Derek makes some great points – here are some that deserve extra attention:

“Fighting” the Horn

I love Derek’s comments about how Kruspe and Geyer-style horns take a player’s air. Especially the distinction between the horn “accepting” too much air (Kruspe) and “fighting” too much air (Geyer).

I’ve had first-hand experience with a horn that would accept too much air, and I found that not only did I feel like I was unable to make moderately-long phrases work, but the horn had such little resistance (at all dynamics) that I wound up using a lot of extra embouchure tension to make up for the “missing” resistance.

Over a few months, it totally wrecked my face and my breathing.

Both the horns I have right now are Paxman instruments, and while they aren’t Geyer or Kruspe style (Derek touches on this toward the end of the video), I do find that a balanced amount of resistance is absolutely essential for me.

Practice Mutes for…Practice

This is an awesome idea to find the right balance of air without overblowing.

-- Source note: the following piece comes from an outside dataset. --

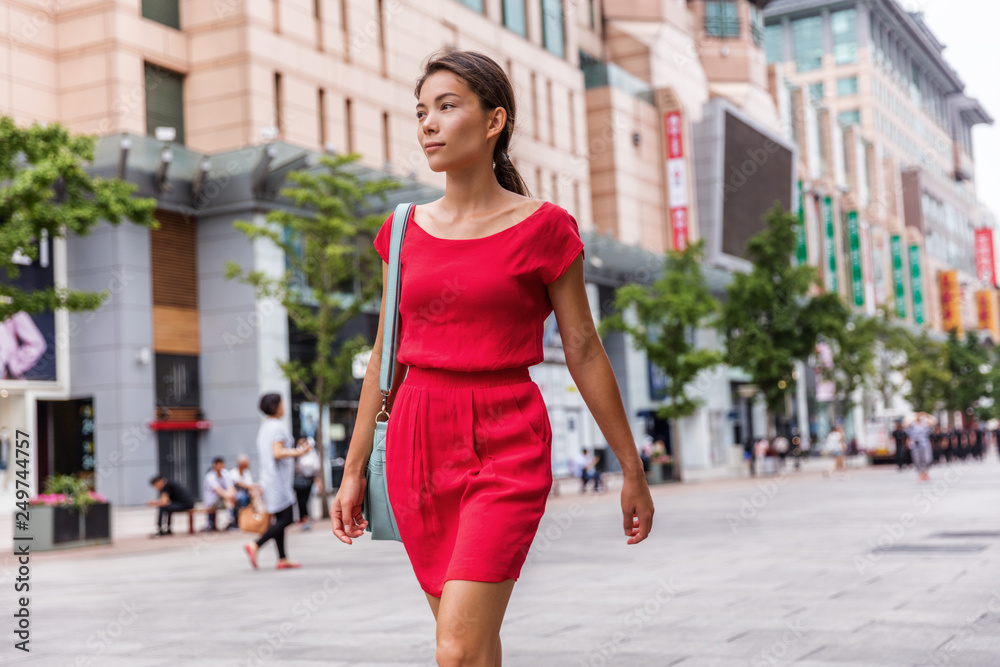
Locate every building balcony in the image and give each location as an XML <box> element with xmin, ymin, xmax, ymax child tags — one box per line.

I do use a practice mute from time to time, and while I don’t enjoy it, thinking of it as a tool to get the “just right” amount of airflow makes it something that I may incorporate in my regular toolbox for students (and myself)!

Right Hand Position

Another thing that I see brought up rarely is how the bigger horns allow you to “get away” with a less-than-optimal hand position without totally shutting down.

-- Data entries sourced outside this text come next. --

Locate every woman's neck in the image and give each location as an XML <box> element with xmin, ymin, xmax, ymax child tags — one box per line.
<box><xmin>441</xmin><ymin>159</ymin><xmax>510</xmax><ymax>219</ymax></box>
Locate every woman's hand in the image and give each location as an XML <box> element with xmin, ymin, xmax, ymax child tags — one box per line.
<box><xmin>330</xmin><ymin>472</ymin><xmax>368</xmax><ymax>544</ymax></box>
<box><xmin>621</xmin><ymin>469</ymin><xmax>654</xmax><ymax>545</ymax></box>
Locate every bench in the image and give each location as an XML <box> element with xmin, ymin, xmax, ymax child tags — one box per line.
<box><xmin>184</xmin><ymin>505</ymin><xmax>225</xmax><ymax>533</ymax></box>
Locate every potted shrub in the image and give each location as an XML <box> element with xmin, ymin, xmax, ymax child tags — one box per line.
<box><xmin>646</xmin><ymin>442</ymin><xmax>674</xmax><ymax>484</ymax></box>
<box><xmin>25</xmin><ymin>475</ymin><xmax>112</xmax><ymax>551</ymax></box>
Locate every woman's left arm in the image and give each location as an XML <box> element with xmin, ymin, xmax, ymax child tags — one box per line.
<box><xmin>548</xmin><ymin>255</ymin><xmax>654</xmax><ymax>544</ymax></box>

Derek demonstrates the difference in sound between a good (straight) right hand position and a more cupped or covered right hand on both instruments. While I think the open sounds much better on both horns, it does sound noticeably worse on the medium-belled Geyer horn.

I’ve found something similar with my (medium-belled) Paxman horns. There is a sweet spot where the horn really resonates and sings at all dynamics, but that sweet spot can sometimes feel frustratingly small.

Sound Difference

The final point Derek makes relates to the differences in sound between the two types of horns.

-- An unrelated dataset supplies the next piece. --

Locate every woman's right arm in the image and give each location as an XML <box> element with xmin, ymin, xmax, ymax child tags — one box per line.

While this is somewhat obvious, it’s good to point out that both styles of horns have their own “basic” sound. If you try to make a Kruspe sound like a Geyer (or vice-versa) you’re likely to have a more difficult time.

Of course, the player has the most to do with the sound, but ideally, you want your internal sound concept to match (as closely as possible) the “traditional” sound of the instrument that you are playing.

As a brief aside, one of the most important considerations about hearing yourself was made by Robert Ward (Principal Horn of the San Fransisco Symphony) on his “Warm Up” page on his website:

[Y]ou must train yourself to accept a sound from your bell that is brighter than you think you ought to play.

Further Thoughts

Additionally, John Ericson also has some thoughts about this video, mainly focused on the idea of if the Kruspe style could make a comeback anytime soon.

If you’re contemplating a new style of horn, or just curious about what it’s like on the “other side”, you should watch this video!